Iron deficiencies are fairly commonplace, especially in women and young children. Low stores of iron in the body may alter the ability to synthesize neurotransmitters and reduce their function, which manifests as symptoms of poor concentration, lack of focus, apathy (or motivation), and in some cases, chronic fatigue. For various reasons, iron deficiencies can lead to serious complications in the body. Just to name a few, iron deficiency in children can increase lead absorption, putting them at an increased risk for depression and developing learning disabilities.

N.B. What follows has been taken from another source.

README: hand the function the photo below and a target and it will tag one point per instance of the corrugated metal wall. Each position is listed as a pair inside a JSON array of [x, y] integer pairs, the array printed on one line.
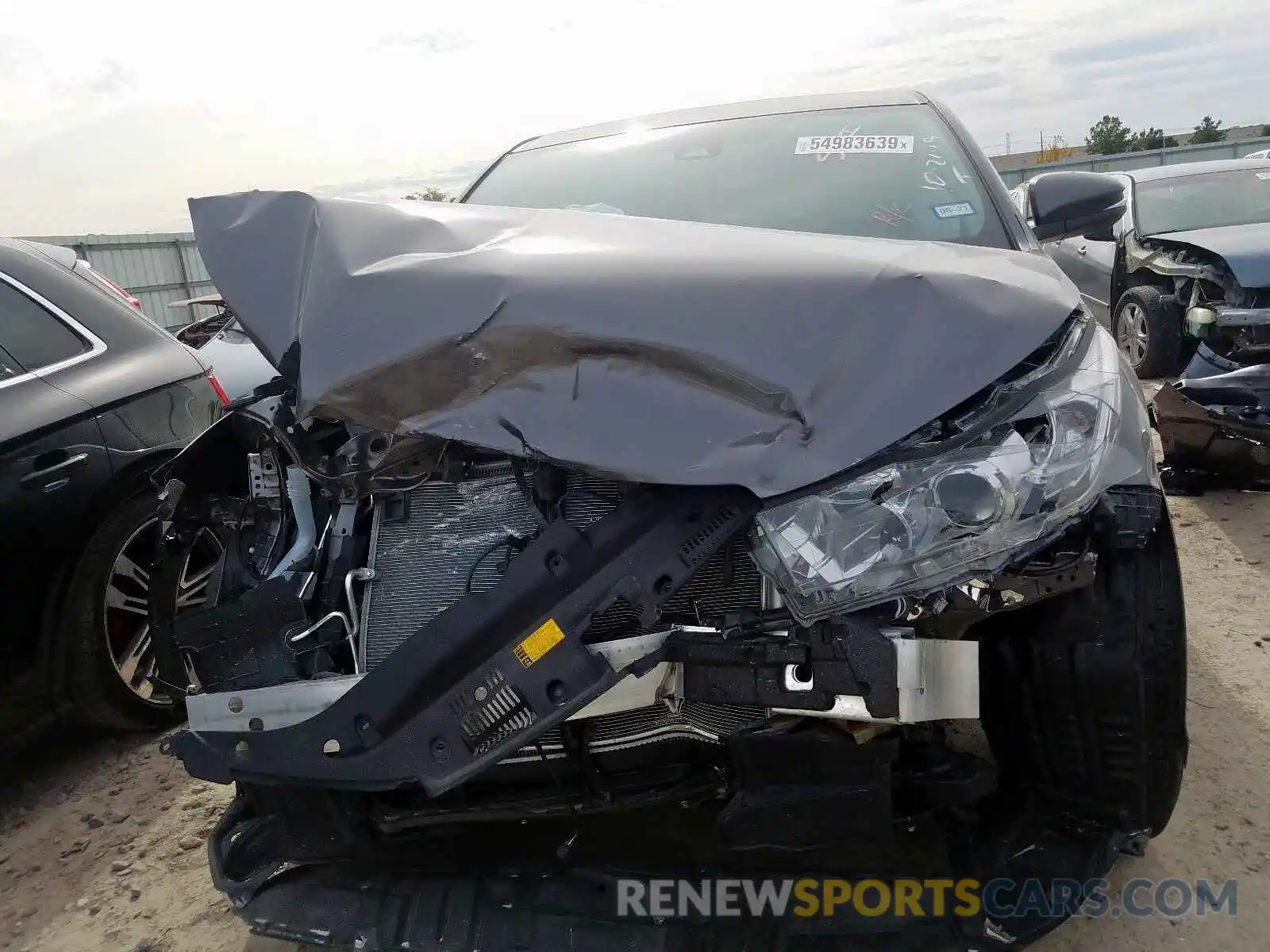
[[156, 270], [163, 268], [1140, 160]]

Zinc deficiencies have been predicted to affect about 1/4 of the world's population. Zinc deficiencies have been associated with symptoms including behavioural and sleep disturbances, increased sensitivity to things like allergies, and in some cases, a loss ofsex drive. More recently, there have been suggested relationships between low zinc concentrations and increased risk of mental health problems. Take this randomized control trial, which reported improvements in depression scores following zinc supplementation trials. If you or someone you know has shown low serum zinc concentrations (low zinc in the blood), definitely consider treating with supplementation to help avoid/prevent potential mental/physical health complications.

Closing Remarks

Mental health treatment is complicated. Treatments are dynamic and should be individualized for each patient as these are not the only things that could impact your mental health. Thankfully, speaking out about mental health is much more commonplace now, and should continue as mental health problems have the ability to manifest into physical complications for the way we live our lives. Whether its the above listed concerns, or things like a vitamin D deficiency, chromium, magnesium, folate deficiency or some other cause, there are so many variables that could impact our mental health. A truly inclusive approach to mental health includes a thoroguh assessment of lifestyle and dietary habits, level of exercise/physical activity, environmental impact and exposures, patients medications, any other comorbid conditions/ chronic illnesses, many other external life stressors, level of social support and impact of support system as well as a family history of mental illness. Thats a lot, but that is what it takes to properly treat mental illness. Unfortunately, the traditional western diet doesn't contain an adequate amount of many key nutrients which are critical for the proper functioning of the body and mental health. This is why, nutritional impacts can be great and should be considered as a step forward in responding to mild symptoms related to your mental health. Always speak to your doctor for the best treatment options and do not self-medicate.